How I Used Last-Mover Advantage to Make Money

This week, I won some money applying a mathematical strategy to a completely unpredictable gambling game. But before I explain how, I need to give some background on last-mover advantage.

Some time ago, I briefly considered doing some analysis of the dice game Yahtzee. But I was put off by the discovery that several papers (including this one) had already enumerated the entire game state graph to create a strategy for maximizing the expected value of the score (which is 254.59).

However, maximizing the expected value of the score only solves the solo Yahtzee game. In a competitive game, and in many other games, we are not actually trying to maximize our score—we are trying to win, and these are not always the same thing.

A Simplified Yahtzee Game

To understand this, let’s make a super-simplified version of Yahtzee. In Yahtzee, you throw five dice to try and make poker-like hands that score points. Crucially, if you don’t succeed, you can pick up some or all of the dice and rethrow them up to two times—but if you do, you can’t go back to their previous values.

In my simplified version, we will have only one die and get only one rethrow, and the score is the die value (like the “chance” option in Yahtzee). To make it more nuanced, we will use a 100-sided die. The Wolfram Language lets me represent the distribution of scores after two throws as a symbolic distribution:


throwTwiceDistribution[t_] := 
 Block[{a, b}, 
   Piecewise[{{a, a  > t}}, 
    b], {a \[Distributed] DiscreteUniformDistribution[{1, 100}], 
    b \[Distributed] DiscreteUniformDistribution[{1, 100}]}]]

In this distribution, t represents our threshold for throwing again. It seems pretty obvious that if we want to maximize our expected score, the threshold is 50. If we throw 50 or less on the first throw, we are more likely to improve our score with a second throw than to make it worse. We can compute with our distribution to generate some sample outcomes:


RandomVariate[throwTwiceDistribution[50], 20]

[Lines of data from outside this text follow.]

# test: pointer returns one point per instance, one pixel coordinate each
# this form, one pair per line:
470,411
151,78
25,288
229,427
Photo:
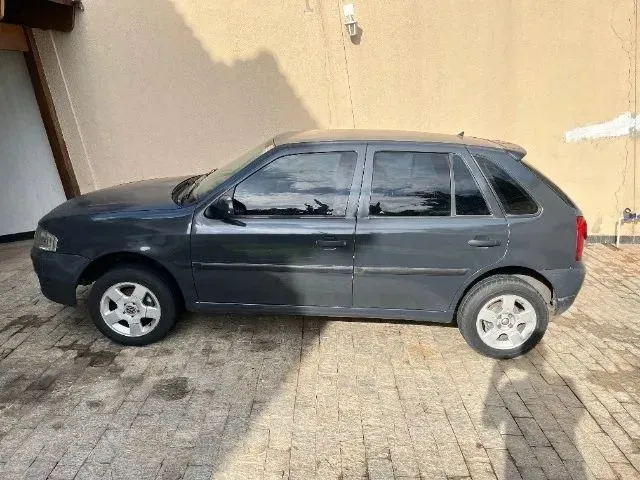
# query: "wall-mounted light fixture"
350,19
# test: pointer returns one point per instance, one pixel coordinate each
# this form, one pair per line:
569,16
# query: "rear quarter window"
513,197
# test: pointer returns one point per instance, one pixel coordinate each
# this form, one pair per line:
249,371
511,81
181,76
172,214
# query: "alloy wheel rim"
506,322
130,309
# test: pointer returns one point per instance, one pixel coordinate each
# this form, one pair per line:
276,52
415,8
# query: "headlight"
45,240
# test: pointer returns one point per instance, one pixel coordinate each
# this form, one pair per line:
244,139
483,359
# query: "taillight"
581,236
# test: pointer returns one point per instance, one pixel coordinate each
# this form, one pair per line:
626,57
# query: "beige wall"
163,87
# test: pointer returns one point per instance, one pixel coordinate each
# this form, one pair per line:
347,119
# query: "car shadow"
530,427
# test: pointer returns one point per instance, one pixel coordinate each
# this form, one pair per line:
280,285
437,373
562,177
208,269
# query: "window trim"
500,204
354,149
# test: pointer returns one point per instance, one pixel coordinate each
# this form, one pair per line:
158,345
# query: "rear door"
291,240
425,225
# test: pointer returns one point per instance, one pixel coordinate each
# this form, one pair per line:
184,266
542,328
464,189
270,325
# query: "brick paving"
286,397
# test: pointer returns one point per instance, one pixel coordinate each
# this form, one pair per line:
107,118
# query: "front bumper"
566,285
58,274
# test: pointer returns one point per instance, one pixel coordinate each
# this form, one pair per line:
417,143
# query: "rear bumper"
566,285
58,274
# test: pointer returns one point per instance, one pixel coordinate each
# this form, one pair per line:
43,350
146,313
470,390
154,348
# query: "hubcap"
130,309
506,322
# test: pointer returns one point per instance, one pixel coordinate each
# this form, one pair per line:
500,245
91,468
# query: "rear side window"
514,198
469,199
410,184
544,179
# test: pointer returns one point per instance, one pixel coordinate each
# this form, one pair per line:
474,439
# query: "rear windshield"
551,185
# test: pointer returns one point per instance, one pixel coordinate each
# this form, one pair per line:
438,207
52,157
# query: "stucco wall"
163,87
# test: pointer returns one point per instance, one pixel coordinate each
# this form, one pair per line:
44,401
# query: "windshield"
214,178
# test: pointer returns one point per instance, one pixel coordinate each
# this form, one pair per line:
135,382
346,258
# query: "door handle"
483,242
331,243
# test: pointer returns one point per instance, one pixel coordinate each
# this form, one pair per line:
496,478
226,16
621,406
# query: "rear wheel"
503,317
132,305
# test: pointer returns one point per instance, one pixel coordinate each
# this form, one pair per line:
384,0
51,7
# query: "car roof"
355,135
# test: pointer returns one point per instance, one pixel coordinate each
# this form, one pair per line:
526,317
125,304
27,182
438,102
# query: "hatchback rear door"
425,225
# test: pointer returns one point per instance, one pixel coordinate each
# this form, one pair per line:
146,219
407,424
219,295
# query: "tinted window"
565,198
469,199
300,184
410,184
514,199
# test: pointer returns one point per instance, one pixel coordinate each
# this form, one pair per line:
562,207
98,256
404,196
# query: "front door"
291,239
424,226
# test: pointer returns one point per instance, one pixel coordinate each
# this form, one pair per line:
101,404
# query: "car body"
328,223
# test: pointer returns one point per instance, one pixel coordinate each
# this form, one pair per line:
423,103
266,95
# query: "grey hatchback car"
396,225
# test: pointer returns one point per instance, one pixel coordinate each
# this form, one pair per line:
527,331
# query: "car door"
291,238
425,225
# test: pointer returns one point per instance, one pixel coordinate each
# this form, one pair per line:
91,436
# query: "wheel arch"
529,275
102,264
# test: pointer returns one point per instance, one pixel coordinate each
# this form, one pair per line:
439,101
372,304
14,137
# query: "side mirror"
222,208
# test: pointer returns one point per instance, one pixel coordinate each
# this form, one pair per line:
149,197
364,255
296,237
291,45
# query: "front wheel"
503,317
132,305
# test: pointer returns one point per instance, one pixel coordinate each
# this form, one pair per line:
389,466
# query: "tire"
144,313
487,308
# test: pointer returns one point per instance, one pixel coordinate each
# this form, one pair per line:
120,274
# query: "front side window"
469,199
410,184
299,184
514,198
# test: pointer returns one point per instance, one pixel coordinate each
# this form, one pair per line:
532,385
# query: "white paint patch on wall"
620,126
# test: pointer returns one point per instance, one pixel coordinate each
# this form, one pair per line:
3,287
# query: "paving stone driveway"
286,397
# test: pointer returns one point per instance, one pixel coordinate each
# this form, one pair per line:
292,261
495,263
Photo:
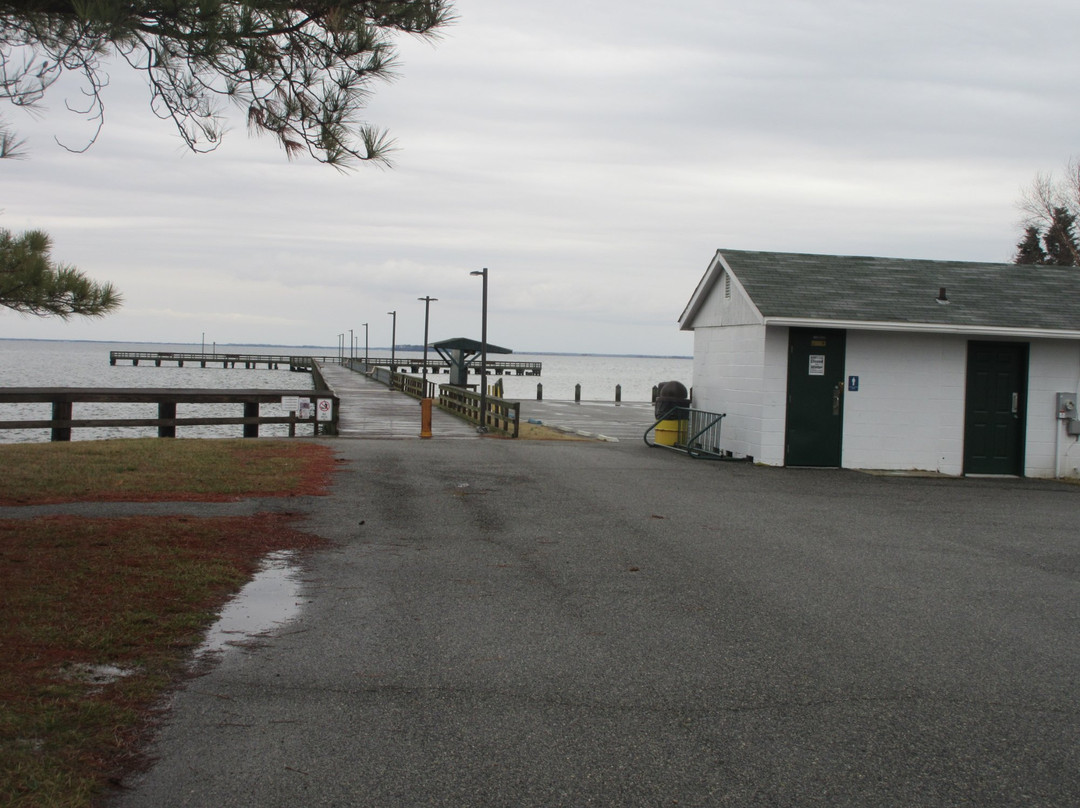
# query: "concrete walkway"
571,623
370,409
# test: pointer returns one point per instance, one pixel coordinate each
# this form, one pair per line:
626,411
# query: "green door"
995,408
814,396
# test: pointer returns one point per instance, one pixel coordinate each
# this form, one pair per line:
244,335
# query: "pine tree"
1060,240
31,283
300,69
1029,250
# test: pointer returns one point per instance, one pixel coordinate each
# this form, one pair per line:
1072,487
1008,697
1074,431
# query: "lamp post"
393,338
483,352
427,310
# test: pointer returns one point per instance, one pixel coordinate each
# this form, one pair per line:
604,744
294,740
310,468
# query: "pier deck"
496,365
370,409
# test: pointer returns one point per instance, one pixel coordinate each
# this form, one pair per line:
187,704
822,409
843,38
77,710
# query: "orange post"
426,418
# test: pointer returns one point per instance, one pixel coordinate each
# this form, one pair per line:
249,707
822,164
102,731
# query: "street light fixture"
427,309
483,353
393,338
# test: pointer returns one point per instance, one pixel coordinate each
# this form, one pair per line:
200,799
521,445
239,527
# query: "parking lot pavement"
570,623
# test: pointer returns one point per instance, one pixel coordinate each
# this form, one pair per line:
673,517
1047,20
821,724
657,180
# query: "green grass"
133,593
153,468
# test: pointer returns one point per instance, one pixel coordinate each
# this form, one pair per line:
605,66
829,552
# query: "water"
32,363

And calculate the expected value:



We can check that our intuition is right by comparing the outcomes of different threshold choices. The maximum expected score is 63 when the threshold is 50:


Max[Table[Mean[throwTwiceDistribution[i]], {i, 100}]]

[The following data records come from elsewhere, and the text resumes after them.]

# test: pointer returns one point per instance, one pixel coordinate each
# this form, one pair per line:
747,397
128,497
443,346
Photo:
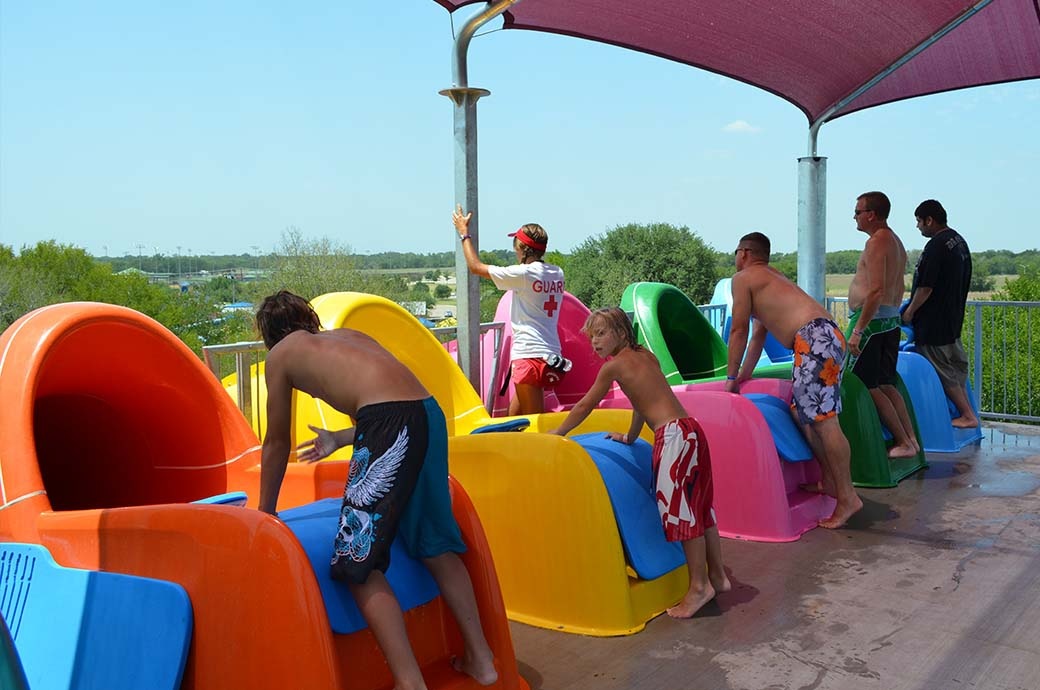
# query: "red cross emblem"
550,305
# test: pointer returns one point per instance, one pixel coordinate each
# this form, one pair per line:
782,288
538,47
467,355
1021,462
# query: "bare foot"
692,603
483,673
906,451
819,487
841,513
720,583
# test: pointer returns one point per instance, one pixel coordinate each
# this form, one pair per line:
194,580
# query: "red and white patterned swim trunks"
682,471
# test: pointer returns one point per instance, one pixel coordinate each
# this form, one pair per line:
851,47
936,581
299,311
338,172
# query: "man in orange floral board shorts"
780,307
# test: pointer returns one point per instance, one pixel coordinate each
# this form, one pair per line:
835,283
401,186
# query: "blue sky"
203,127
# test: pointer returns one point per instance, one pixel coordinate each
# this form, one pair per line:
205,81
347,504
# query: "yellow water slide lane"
540,497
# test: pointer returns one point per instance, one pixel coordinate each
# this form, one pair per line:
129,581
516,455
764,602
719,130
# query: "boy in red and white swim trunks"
681,461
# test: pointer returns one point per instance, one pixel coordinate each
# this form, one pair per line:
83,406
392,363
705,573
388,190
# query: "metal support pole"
464,98
812,226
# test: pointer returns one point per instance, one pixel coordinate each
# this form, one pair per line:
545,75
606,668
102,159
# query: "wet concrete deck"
935,585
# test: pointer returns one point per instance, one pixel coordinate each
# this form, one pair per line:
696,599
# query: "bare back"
343,367
640,377
780,305
881,266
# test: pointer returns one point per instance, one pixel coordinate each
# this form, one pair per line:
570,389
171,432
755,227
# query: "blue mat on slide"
787,437
315,526
78,629
626,474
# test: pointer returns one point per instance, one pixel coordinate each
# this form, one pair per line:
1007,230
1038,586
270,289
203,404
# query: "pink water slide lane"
756,493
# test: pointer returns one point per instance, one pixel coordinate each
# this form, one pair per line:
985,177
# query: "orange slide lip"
112,426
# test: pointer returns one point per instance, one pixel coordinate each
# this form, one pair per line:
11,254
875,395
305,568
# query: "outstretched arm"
585,406
275,455
737,330
476,266
754,351
633,430
919,297
325,443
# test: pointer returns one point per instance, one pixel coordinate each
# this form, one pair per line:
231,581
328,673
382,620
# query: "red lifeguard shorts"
682,473
536,372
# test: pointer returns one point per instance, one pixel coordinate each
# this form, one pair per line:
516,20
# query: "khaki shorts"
951,362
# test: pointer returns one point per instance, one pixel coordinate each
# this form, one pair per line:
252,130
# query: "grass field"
837,285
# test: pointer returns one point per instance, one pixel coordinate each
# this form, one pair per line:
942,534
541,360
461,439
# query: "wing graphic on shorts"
380,475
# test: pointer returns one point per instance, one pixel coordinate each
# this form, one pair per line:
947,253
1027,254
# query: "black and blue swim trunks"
397,483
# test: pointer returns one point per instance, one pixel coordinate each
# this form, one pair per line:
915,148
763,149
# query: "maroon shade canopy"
815,53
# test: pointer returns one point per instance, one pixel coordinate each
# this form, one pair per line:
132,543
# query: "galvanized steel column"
464,98
812,226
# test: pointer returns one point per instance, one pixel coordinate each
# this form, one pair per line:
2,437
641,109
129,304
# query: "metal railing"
1002,338
244,361
1003,342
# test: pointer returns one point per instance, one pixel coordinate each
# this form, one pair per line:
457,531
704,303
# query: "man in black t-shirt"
936,309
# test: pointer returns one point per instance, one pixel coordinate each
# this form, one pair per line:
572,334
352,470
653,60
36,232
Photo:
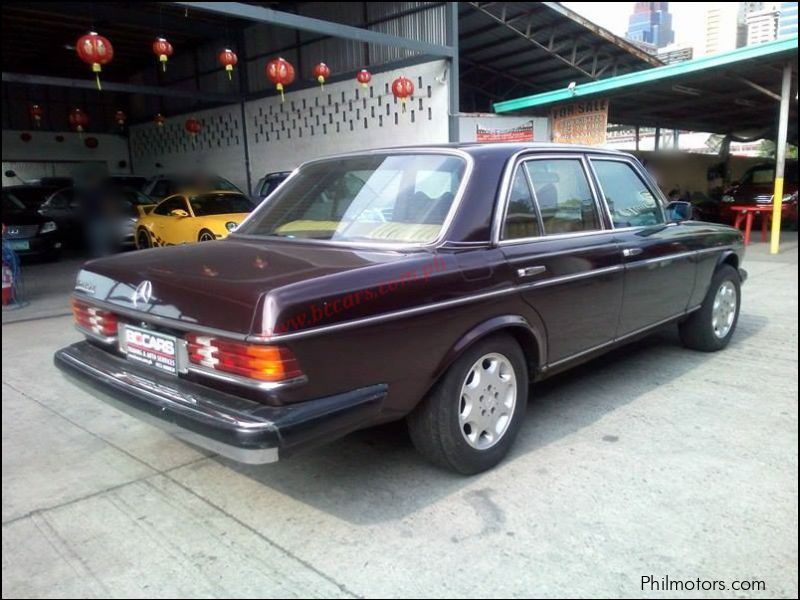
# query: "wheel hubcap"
724,309
488,397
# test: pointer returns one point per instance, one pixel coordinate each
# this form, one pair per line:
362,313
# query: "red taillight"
264,363
94,320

ListPlot[Table[Mean[throwTwiceDistribution[i]], {i, 1, 100}], 
 AxesLabel -> {"Threshold", "Expected\nvalue"}]

Last-Mover Advantage

So far, so obvious. Why is this not the end of the story? Well, like many games, Yahtzee and my simplified version are “sequential games.” Player 2 is actually playing a different game than Player 1. The rules are the same, but the situation is different.

When Player 2 comes to the table, Player 1’s outcome is already known. Player 2’s aim is not to get the best score, but is rather only to beat Player 1’s score. So the threshold for throwing must be Player 1’s score. If we are losing after our first throw, it doesn’t matter how unlikely we are to improve—we must try again. (Anyone who has played Yahtzee knows the situation of being so far behind at the end of the game that only two Yahtzees—five dice the same—in a row can save them. We know we won’t get it, but we try anyway.) Equally, if we have won after one throw, then we don’t throw again, even if that is expected to give us a better score.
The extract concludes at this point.